Age-dependent differential regulation of genes encoding APP and alpha-synuclein in hippocampal synaptic plasticity.

We investigated the modulation of the messenger RNA encoding the amyloid precursor protein (APP) and alpha-synuclein following induction of long-term potentiation (LTP) in the dentate gyrus of young and aged rats. Three hours after tetanic stimulation, LTP induced in the young rats was maintained; the aged rats, however, fell into two subgroups: those in which LTP was maintained, and those in which LTP had declined to basal levels. In young rats, the global expression of mRNAs of all isoforms of APP and in particular that of the isoform lacking the KPI domain were significantly upregulated. In aged rats, the global expression of mRNAs of all isoforms of APP was not modified, regardless of whether LTP was maintained or not. The level of mRNA encoding the Kunitz protease-inhibitory (KPI)-minus isoform of APP, however, was increased in aged rats in which LTP was maintained, suggesting that the gene of this isoform may be more specifically regulated by synaptic plasticity. In contrast, we found that the gene encoding alpha-synuclein showed a trend towards being downregulated at the mRNA level in young rats following LTP, and significantly so in aged rats in which LTP was maintained, whereas it was not downregulated in aged rats with decremental LTP. These data suggest that the regulated expression of APP isoforms is part of the tanscriptional response associated with the enduring forms of synaptic plasticity and is altered with age. Whereas the level of alpha-synuclein mRNA is not apparently modified in normal LTP, it may reflect a mechanism of apoptotic cell death in aging that is in part responsible for decremental synaptic plasticity.

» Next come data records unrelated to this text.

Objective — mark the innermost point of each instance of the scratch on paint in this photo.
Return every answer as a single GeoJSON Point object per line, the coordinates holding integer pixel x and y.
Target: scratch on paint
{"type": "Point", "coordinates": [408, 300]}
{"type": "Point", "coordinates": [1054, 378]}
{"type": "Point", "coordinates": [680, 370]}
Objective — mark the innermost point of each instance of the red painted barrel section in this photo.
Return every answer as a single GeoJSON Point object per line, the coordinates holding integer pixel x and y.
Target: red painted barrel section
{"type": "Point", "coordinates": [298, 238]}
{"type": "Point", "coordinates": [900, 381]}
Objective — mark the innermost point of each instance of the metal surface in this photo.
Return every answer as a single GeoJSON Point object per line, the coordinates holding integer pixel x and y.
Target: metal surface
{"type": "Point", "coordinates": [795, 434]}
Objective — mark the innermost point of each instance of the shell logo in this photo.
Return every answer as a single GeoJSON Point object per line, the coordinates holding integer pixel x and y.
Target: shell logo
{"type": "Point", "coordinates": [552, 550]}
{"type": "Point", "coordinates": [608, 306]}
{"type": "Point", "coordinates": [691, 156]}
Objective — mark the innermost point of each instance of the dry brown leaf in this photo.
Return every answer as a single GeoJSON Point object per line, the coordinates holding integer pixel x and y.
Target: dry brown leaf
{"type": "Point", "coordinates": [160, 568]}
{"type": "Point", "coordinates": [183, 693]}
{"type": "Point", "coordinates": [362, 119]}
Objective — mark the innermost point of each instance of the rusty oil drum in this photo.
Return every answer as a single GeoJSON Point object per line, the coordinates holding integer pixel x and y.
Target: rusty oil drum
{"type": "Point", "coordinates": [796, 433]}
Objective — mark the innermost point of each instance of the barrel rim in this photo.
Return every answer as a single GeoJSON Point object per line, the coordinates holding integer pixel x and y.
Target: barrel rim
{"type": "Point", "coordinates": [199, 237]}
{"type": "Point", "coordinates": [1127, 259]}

Regulated expression of the neuronal calcium sensor-1 gene during long-term potentiation in the dentate gyrus in vivo.

Neuronal calcium sensor-1 (NCS-1), the mammalian homologue of frequenin, is a member of a highly conserved family of neuron-specific calcium-binding proteins which has been implicated in exocytosis and in multiple calcium-signalling pathways, suggesting a potential involvement in mechanisms of neuronal plasticity. Here, using in situ hybridization, we report an increased induction of the mRNA encoding NCS-1 in dentate granule cells following the induction of long-term potentiation in the awake rat. We show that NCS-1 mRNA levels are increased 1 and 3 h after long-term potentiation in an N-methyl-D-aspartate receptor-dependent manner, returning to baseline expression levels by 6 h. Electroconvulsive stimulation also induced NCS-1 mRNA transcription in the dentate gyrus, but at the different time of 6 h post-seizure, returning to baseline by 12 h. These results show that regulated expression of the NCS-1 gene is part of the transcriptional response associated with activity-dependent neuronal plasticity in vivo and suggest a molecular mechanism capable of mediating a functional change in synapse sensitivity to calcium and calcium-signalling pathways after long-term potentiation.